Peer-reviewed veterinary case report
Consideration of different outbreak conditions in the evaluation of preventive culling and emergency vaccination to control foot and mouth disease epidemics.
- Journal:
- Research in veterinary science
- Year:
- 2011
- Authors:
- Traulsen, Imke et al.
- Affiliation:
- Institute of Animal Breeding and Husbandry · Germany
Plain-English summary
In recent outbreaks of foot and mouth disease, some healthy animals have been killed to stop the spread of the illness. Researchers looked at using emergency vaccination as a better option instead of culling healthy animals. They used a computer model to compare the two methods, taking into account factors like how the disease spreads through the air, how close farms are to each other, and how quickly control measures can be put in place. The study found that combining a 1 km culling zone around the infected farm with a 1-10 km vaccination zone was the most effective way to prevent more farms from getting sick. Overall, emergency vaccination proved to be a successful strategy, especially in areas with many farms close together.
Abstract
In recent foot and mouth disease outbreaks, many healthy animals have been culled to prevent disease transmission.

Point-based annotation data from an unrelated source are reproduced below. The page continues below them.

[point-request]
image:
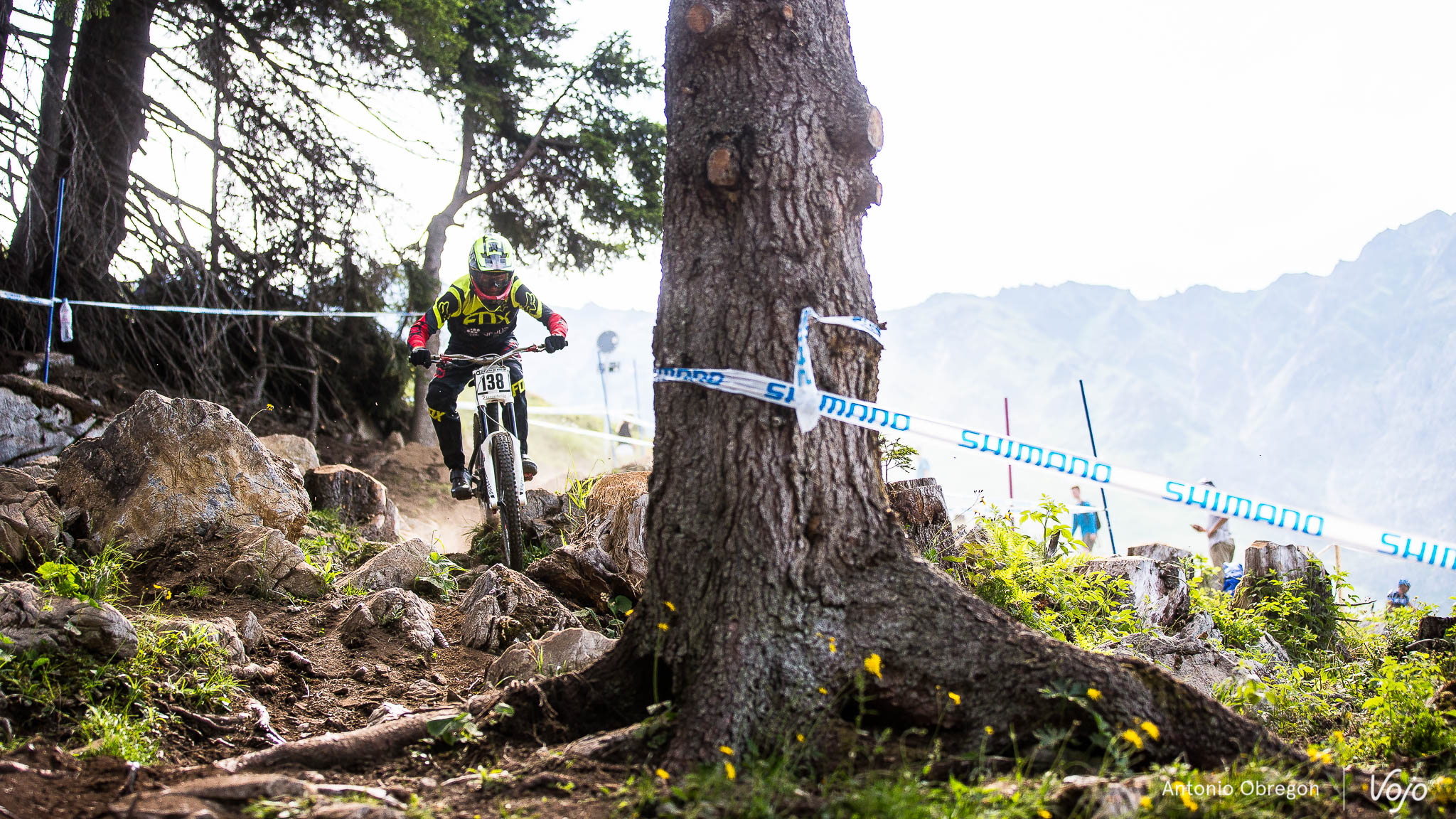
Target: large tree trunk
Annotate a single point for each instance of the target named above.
(424, 289)
(36, 229)
(768, 541)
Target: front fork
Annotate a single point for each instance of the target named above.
(487, 456)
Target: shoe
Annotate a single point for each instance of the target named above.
(461, 484)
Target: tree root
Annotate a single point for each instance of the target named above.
(340, 749)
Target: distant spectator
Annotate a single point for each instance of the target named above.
(1401, 598)
(1086, 522)
(1221, 541)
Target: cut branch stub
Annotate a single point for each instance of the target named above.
(875, 130)
(722, 165)
(710, 19)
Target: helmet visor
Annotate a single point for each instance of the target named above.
(493, 283)
(494, 261)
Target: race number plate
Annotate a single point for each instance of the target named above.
(493, 385)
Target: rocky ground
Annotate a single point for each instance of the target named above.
(273, 628)
(309, 588)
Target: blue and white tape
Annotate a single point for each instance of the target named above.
(11, 296)
(1254, 508)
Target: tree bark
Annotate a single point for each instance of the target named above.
(36, 229)
(768, 542)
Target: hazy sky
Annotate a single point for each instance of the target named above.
(1149, 146)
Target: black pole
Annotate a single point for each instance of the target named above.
(1093, 437)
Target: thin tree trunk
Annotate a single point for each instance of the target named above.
(426, 287)
(31, 241)
(6, 8)
(766, 541)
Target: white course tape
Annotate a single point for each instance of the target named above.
(11, 296)
(1244, 506)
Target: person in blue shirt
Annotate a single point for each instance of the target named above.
(1401, 598)
(1085, 522)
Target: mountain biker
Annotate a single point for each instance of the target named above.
(479, 309)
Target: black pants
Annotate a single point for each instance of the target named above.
(444, 391)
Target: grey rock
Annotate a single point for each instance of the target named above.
(1158, 591)
(1194, 662)
(390, 608)
(222, 633)
(29, 520)
(179, 469)
(269, 564)
(560, 652)
(360, 500)
(296, 449)
(397, 567)
(504, 606)
(251, 631)
(583, 574)
(33, 620)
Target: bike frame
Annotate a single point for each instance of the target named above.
(496, 402)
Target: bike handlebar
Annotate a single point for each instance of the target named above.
(486, 360)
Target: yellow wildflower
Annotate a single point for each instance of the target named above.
(872, 665)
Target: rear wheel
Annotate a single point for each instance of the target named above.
(503, 451)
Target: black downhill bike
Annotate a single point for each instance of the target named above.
(496, 458)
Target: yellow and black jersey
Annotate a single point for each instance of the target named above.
(479, 327)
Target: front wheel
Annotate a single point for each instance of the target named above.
(513, 542)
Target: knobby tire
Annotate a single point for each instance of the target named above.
(503, 451)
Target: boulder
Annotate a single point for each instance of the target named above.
(360, 500)
(921, 506)
(545, 518)
(1194, 662)
(222, 633)
(560, 652)
(33, 620)
(390, 608)
(296, 449)
(179, 469)
(29, 520)
(397, 567)
(504, 606)
(583, 574)
(268, 564)
(251, 631)
(1160, 591)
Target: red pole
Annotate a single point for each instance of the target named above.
(1007, 407)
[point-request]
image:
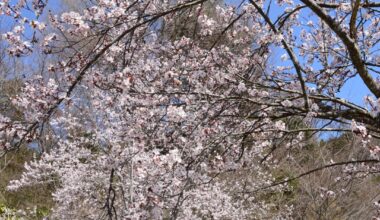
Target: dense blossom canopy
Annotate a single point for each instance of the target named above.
(135, 122)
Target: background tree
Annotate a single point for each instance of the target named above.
(175, 117)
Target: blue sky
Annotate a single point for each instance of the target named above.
(354, 90)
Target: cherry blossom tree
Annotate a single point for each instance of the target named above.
(146, 125)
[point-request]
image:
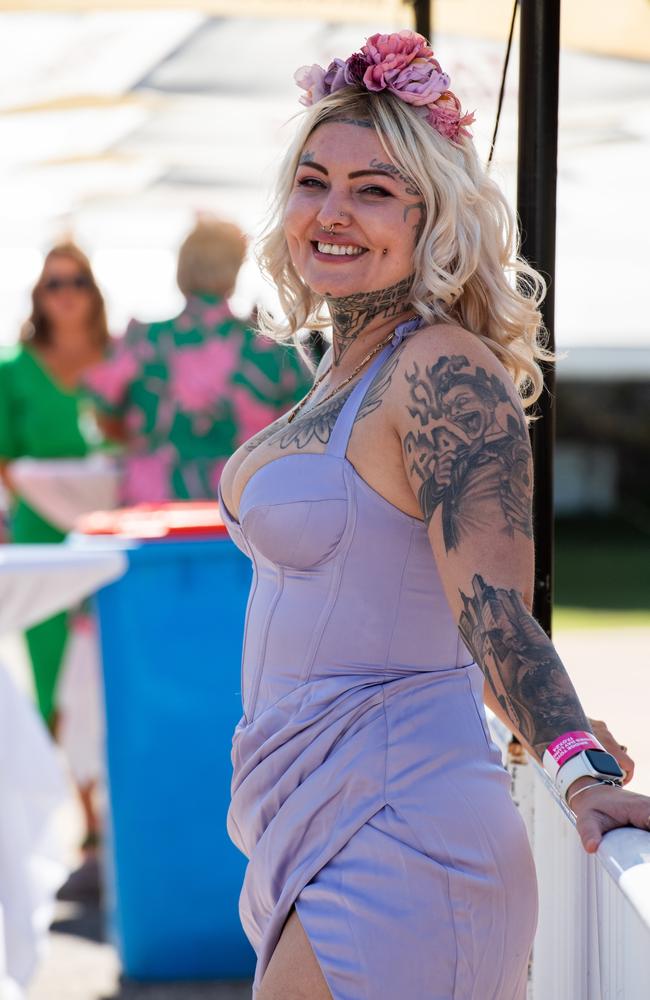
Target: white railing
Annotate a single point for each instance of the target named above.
(593, 935)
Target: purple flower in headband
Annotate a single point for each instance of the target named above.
(401, 63)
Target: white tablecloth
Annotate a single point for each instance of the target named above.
(61, 490)
(36, 581)
(34, 860)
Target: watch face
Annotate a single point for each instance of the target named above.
(604, 763)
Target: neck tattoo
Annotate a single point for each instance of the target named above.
(351, 314)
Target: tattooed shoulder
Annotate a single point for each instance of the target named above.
(467, 446)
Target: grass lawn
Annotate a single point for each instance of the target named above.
(602, 574)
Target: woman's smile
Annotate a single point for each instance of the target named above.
(332, 252)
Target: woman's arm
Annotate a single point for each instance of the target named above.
(467, 457)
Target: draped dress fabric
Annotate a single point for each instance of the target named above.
(366, 789)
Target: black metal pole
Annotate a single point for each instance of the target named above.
(423, 17)
(539, 32)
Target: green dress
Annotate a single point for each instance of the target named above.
(38, 419)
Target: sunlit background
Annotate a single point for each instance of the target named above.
(118, 126)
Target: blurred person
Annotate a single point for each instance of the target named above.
(44, 415)
(183, 394)
(389, 519)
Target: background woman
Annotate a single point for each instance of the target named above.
(42, 415)
(388, 518)
(182, 394)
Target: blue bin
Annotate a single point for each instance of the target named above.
(171, 632)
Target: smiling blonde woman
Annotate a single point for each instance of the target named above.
(388, 518)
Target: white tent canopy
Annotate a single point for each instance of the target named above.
(117, 127)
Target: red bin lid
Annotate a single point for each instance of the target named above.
(185, 519)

Emergency vaccination is discussed as an alternative to culling of unaffected animals. A spatial and temporal Monte-Carlo simulation model was used to compare preventive culling and emergency vaccination. Different outbreaks are described using additional influence factors such as airborne spread, farm density, type of index-case farm and delay until establishment of the control strategies. The fewest farms were infected establishing a combined strategy including a 1 km preventive culling and 1-10 km emergency vaccination zone around each outbreak farm. Taking the number of culled and vaccinated farms into account, vaccination around the first diagnosed farm combined with the baseline strategy (culling of outbreak farms, protection and surveillance zone, contact tracing) is to be preferred. In the present study, emergency vaccination was an effective control strategy especially in densely populated regions.